A symmetrical polychrome underglaze-painted square tile panel, composed of four identical tiles in hues of cobalt blue, apple green and black against a crisp white ground and depicting an interlacing framework of composite floral sprays and split-leaf palmettes surrounding a central stylised rosette all under a thick glaze.

The centre of each tile features a single stylised blue rosette with a white bud framed by a cusped apple green roundel and surrounded by cobalt trefoil petals. Flanking the rosette are four black composite lotus sprays, one to each side, the sprays containing a green crescent cartouche. Large cobalt split-leaf palmettes fill the remaining spaces, each with white and green cloudlike cartouches within. The tips of each palmette join together with one another to form a crossshaped cartouche within which the composite sprays and central rosette are contained. Further tendrils emerge from each palmette connecting the inner sprays, creating a cohesive symmetrical design. To the edges of each tile are further cobalt tendrils and half composite sprays in apple green, which form full flowers when the tiles are placed together, completing the design and visually connecting each tile to the other.

Identical tiles can be seen in situ in the mausoleum of Mohi al-Din Arabi in Salhiyya, Damascus, and are briefly discussed in Arthur Millner, Damascus Tiles, 2015, p. 171. For an almost identical tile in a similar palette, see Arthur Millner, Damascus Tiles, 2015, p. 275, fig. 6.7 and also in situ at the Victoria and Albert Museum, accession nos. 660-1893 and 506 to B-1900.

26

VINES AND FLORAL SPRAYS

syria (damascus), early 17th century

heiGht: 27.2 cm Width: 26.5 cm

An underglaze-painted tile in vivid shades of cobalt blue, turquoise, black and sage green against a crisp white ground, with a design of stylised floral sprays and large vines beneath a thick, crackled transparent glaze.

A large serrated composite floral spray dominates the ground, painted in cobalt blue with white trefoil cartouches surrounding a central tulip spray within. Framing the composite flower to either side are thick curving vines painted in a vibrant turquoise hue and decorated with white spots. The vines are in two pairs, each pair fastened together by a cusped cobalt crown or “Italian clasp”. Singular serrated sage green leaves and stylised rosettes decorate the remaining crackled ground, emerging from differing points along the vine.

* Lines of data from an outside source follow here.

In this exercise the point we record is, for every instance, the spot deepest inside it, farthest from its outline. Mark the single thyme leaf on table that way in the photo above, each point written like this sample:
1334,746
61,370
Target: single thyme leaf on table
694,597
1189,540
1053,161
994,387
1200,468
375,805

Part of a much bigger panel, this tile would have been connected to further identical examples to create vertical waves of large vines and stylised floral sprays. These can be seen in situ in the prayer hall of the Darwishiyya Mosque in Damascus, published in Gérard Degeorge and Yves Porter, The Art of the Islamic Tile, 2001, p. 216. For similar examples see Arthur Millner, Damascus Tiles, 2015, p. 144, fig. 4.31, p. 265, fig. 6.51; in the Metropolitan Museum of Art, gallery 460; and the Victoria and Albert Museum, number 520F-1900.

In the sixteenth century, Damascus became an important Ottoman provincial capital giving rise to new building schemes faced with tile-work. The designs echo Iznik patterns of the same period but are more spontaneous and exuberant, using a slightly different palette, with more emphasis on turquoise and cobalt hues in combination with sage green and aubergine. The vine motif seen here was popular in pre-Islamic antiquity, appearing on Chinese blue and white porcelain for the Islamic market, though the design in Damascus ceramics seems to have come through Iznik imitations.1 The shiny, glassy glaze with a fine crackle seen on this tile is characteristic of Damascus wares.

Provenance: Mellors & Kirk, 8 June 2021, lot 897.

Acquired by Algernon or Herbert Turnor of Lincolnshire at the beginning of the 20th century and mounted in a George V silver table frame. The silver table frame was hallmarked London 1910 and it appeared in the same sale as lot 731.

Reference: 1. Arthur Millner, Damascus Tiles, 2015, p. 138.